また、設備投資の資金として借入は利用せず、余剰資金を使うようにしましょう。

資金繰りが悪化した場合の改善方法

資金繰りの悪化してしまった場合、できる限り早く対処し改善を目指しましょう。

売上が減った、赤字になったという場合は、利益を増やすために利益率が高い商品の販売に注力するのが定石です。

売れる商品ではなく儲かる商品は異なり、それぞれ重要ではありますが、資金面では利益率の高い商品に集中することをおすすめします。

また、支出の管理を徹底することも重要です。

例えば、借入金の返済が負担になっている場合には、返済スケジュールの見直しや一本化を考えます。

税金の年間支払スケジュールの把握も大切です。前もって支払いが来ることがわかっていれば、そのためのお金を準備しておけます。

その他に、支払っている経費が売上や利益に貢献しているかどうかもチェックしましょう。昔は必要だった経費も時の流れによって、重要でなくなっている場合もあります。不要な支出は減らし、場合によっては外注やアウトソーシングも活用しましょう。

資金繰りの悪化を防ぐために資金繰り表を作成しよう

現金の動きを知るためにおすすめしたいのが、資金繰り表の作成です。あらかじめ予定されている支払いや入金日をまとめておくことによって、事前に資金不足になる時期を把握できます。

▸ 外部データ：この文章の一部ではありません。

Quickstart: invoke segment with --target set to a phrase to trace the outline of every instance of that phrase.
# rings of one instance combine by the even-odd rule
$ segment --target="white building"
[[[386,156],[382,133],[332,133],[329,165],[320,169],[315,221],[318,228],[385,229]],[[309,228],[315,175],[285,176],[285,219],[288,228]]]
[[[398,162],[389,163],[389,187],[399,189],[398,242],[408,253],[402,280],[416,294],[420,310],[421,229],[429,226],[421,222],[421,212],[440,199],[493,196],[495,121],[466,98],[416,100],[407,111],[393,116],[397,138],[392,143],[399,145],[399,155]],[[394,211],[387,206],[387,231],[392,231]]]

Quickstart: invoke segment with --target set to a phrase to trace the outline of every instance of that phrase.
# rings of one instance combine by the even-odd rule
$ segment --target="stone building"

資金繰り表は、売上の発生タイミングでなく、現金入金のタイミングを記載していきます。

作成する際は、始めに売上を見積もり、現金回収の予測を立てておきます。まだはっきりとわからない場合には、過去のデータや事業計画を参考にしますが、できるだけ正確に予想するようにしてください。

また、取引先によって売掛金の回収までにかかる時間が異なるはずなので、必ず個別に予測していつ手元に現金が入るのかをはっきりさせましょう。

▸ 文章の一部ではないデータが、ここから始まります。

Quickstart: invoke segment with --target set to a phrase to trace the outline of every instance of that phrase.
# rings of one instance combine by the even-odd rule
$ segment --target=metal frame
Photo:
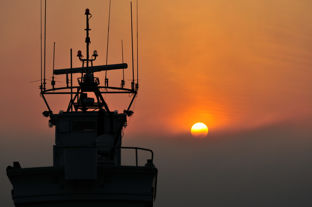
[[[110,162],[110,151],[114,149],[135,149],[135,163],[136,166],[138,166],[138,150],[145,150],[145,151],[149,151],[152,153],[152,163],[153,163],[153,159],[154,158],[154,153],[153,151],[148,149],[145,149],[145,148],[141,148],[140,147],[112,147],[110,149],[108,152],[108,159],[109,162]]]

支出は、固定費と変動費を分けて考え、変動費は売上の見積もりに連動して算出してください。当然費用も仕入や経費発生時点ではなく、現金を拠出するタイミングで資金繰り表に記載します。

その他、資金調達や返済といった財務に関わる内容も記載してまとめておきましょう。

これらの記載が終わると、特定時点での現金残高、資金繰りが明らかになります。

現金残高が少なくなりそうな場面では、取り急ぎの資金調達や支払い時期の調整が必要になるでしょう。作成するだけでなく、随時更新して資金計画に役立ててください。

資金繰り表に決まったフォーマットはありません。市販のソフトもありますが、エクセルでも作成可能です。難しくはないので、すぐにでも作成してみましょう。

現状、資金繰りに困っていないとしても、お金の流れをわかりやすくしておくことは、経営の無駄の削減、効率化にも役立ちます。

資金繰り表の作成方法については、以下のページで詳しく紹介しています。

資金繰りの悪化原因と対策まとめ

資金繰りの悪化を防ぐためには、日ごろからお金の流れを把握して資金に余裕をもって置くことが大切です。資金調達の方法は様々ですが、事業内容や経営状況によって適した方法が異なります。自社の経営の問題点や資金繰りが悪化する原因を把握して、自社に適した改善方法を見つけてください。